McDonald’s teste le Drive automatisé alimenté par l’IA dans 10 restaurants de Chicago


Alors que les restaurants de fast-food et les petites entreprises s’efforcent de trouver des travailleurs peu qualifiés pour équiper leurs cuisines et leurs caisses, la plus grande franchise américaine de fast-food saisit l’occasion de tester sur le terrain un concept auquel elle travaille depuis un certain temps : 10 restaurants McDonald’s de Chicago testent la commande automatisée au volant grâce à un nouveau logiciel d’intelligence artificielle qui convertit les commandes vocales pour l’ordinateur.

Le PDG de McDonald’s, Chris Kempczinski, a déclaré mercredi lors d’une apparition à la conférence Strategic Decisions d’Alliance Bernstein que la nouvelle technologie de commande vocale est précise à environ 85% et peut prendre 80% des commandes au volant. L’entreprise a obtenu cette technologie lors de l’acquisition d’Apprente en 2019.

Au cours de la dernière décennie, les restaurants se sont davantage penchés sur la technologie pour améliorer l’expérience client et aider à économiser sur la main-d’œuvre. En 2019, sous la direction de l’ancien PDG Steve Easterbrook, McDonald’s s’est lancé dans une frénésie de dépenses, s’emparant de la technologie des restaurants. Désormais, il est courant de voir des bornes de commande dans la plupart des établissements McDonald’s. L’entreprise a également adopté Uber Eats pour la livraison. Ailleurs, des robots tourneurs de hamburgers ont été introduits et peuvent être utilisés avec succès pour seulement 3 dollars de l’heure (bien que Flippy ait eu un petit problème après son premier jour d’utilisation).

Le concept d’automatisation est actuellement utilisé, dans certains endroits, comme un gadget. Et compte tenu des dangers que le COVID-19 peut faire courir au personnel (qui peut ensuite se retourner et intenter un procès), nous pensons que de plus en plus de bars « entièrement automatisés » vont apparaître aux États-Unis.

Un bistrot haut de gamme de Portland a même employé des robots-serveurs pour faciliter les commandes sans contact et la livraison des repas.

L’introduction de l’automatisation et de l’intelligence artificielle dans l’industrie aboutira à terme à des restaurants entiers contrôlés sans humains – cela pourrait arriver dès la fin de cette décennie. En ce qui concerne McDonald’s, M. Kempczinski a déclaré que la mise en œuvre de la technologie prendra probablement plus d’un ou deux ans.

« Il y a maintenant un grand pas à franchir pour passer de 10 restaurants à Chicago à 14 000 restaurants aux États-Unis, avec un nombre infini de permutations de promotions, de menus, de dialectes, de conditions météorologiques, et ainsi de suite », a-t-il déclaré.

McDonald’s étudie également l’automatisation de ses cuisines, mais cette technologie ne sera probablement pas prête avant cinq ans environ, même si elle peut être introduite plus tôt.

McDonald’s étudie également la possibilité d’automatiser une plus grande partie de la cuisine, comme les friteuses et les grils, a déclaré M. Kempczinski. Il a toutefois ajouté que cette technologie ne sera probablement pas déployée au cours des cinq prochaines années, même si elle est possible dès maintenant.

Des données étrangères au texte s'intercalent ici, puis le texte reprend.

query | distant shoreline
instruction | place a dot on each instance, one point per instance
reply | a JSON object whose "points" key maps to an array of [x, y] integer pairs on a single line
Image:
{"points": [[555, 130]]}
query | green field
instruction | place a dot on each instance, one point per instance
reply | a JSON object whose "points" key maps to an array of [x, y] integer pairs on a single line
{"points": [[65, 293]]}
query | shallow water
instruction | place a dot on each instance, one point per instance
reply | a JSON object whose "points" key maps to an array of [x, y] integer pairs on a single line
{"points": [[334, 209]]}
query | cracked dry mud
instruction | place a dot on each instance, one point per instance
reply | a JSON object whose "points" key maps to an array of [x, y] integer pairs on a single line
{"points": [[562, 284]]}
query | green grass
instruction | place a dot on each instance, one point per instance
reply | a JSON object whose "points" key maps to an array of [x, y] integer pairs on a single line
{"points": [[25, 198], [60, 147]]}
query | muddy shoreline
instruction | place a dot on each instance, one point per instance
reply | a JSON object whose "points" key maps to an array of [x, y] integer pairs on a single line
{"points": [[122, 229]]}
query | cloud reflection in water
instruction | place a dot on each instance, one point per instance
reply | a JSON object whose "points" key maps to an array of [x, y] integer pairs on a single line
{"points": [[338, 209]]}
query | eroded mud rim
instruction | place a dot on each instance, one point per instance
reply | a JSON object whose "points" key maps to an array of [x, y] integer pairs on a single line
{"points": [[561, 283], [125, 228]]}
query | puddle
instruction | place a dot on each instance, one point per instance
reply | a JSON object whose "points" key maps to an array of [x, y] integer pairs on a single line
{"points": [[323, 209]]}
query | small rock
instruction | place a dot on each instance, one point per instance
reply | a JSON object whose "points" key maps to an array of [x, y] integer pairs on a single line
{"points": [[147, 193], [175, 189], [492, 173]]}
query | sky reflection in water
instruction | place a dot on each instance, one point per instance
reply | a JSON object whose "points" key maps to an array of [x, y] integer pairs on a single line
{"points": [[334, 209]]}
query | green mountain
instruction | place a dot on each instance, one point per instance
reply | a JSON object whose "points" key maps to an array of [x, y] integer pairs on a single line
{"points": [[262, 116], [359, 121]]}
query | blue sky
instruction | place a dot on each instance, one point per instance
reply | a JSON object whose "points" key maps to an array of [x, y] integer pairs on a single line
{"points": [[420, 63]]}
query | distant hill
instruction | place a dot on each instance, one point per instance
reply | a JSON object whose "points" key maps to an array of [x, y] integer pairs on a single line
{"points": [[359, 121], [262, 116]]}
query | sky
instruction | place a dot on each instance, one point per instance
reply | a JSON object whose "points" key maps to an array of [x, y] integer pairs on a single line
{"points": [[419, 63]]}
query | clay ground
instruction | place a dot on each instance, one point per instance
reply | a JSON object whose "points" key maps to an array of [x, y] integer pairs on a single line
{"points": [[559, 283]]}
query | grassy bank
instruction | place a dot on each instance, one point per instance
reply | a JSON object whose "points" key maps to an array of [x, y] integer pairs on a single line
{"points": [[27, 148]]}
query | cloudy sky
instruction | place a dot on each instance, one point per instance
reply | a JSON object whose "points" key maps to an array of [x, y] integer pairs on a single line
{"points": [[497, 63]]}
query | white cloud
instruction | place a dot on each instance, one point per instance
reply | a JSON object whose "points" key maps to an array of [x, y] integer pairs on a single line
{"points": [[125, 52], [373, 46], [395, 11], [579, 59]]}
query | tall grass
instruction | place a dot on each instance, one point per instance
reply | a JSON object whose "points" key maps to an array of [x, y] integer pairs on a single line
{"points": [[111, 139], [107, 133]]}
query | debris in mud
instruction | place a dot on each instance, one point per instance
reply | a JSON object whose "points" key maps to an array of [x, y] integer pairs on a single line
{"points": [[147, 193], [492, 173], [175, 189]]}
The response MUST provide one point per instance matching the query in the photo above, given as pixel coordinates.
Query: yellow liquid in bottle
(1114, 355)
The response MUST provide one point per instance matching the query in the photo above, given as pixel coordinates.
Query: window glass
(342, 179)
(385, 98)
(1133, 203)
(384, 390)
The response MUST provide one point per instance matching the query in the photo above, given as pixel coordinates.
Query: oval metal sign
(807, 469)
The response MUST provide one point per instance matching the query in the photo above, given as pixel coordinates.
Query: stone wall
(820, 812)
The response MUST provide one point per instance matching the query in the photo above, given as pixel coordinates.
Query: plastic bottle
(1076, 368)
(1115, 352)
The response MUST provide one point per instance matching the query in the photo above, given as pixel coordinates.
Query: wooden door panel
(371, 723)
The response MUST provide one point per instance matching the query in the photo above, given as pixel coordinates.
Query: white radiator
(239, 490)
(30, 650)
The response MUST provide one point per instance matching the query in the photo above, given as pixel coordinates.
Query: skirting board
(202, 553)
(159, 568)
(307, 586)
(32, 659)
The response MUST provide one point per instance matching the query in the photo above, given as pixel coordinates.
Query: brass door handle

« Le niveau d’investissement qui serait nécessaire, le coût de l’investissement, nous sommes loin de ce que le seuil de rentabilité devrait être du point de vue du coût de la main-d’œuvre pour que ce soit une bonne décision commerciale pour les franchisés », a déclaré Kempczinski.

Et comme la technologie de la restauration évolue très rapidement, McDonald’s ne sera pas toujours en mesure d’innover elle-même ou même de suivre le rythme. La stratégie actuelle de l’entreprise consiste à attendre que des opportunités se présentent qui lui conviennent spécifiquement.

« Si nous procédons à des acquisitions, ce sera pour une courte période, afin d’apporter l’innovation au sein de l’entreprise, de la lancer, de la transformer en turbo, puis de l’exporter à nouveau et de trouver un partenaire qui la mettra à l’échelle pour nous », a-t-il déclaré.

Vendredi, les Américains recevront leur première mise à jour générale sur l’emploi non agricole aux États-Unis depuis le rapport du mois dernier, qui a largement manqué les attentes, ce qui a suscité des discussions sur la question de savoir si tous ces avantages monétaires « améliorés » des programmes de relance fédéraux ont empêché les travailleurs de revenir sur le marché du travail.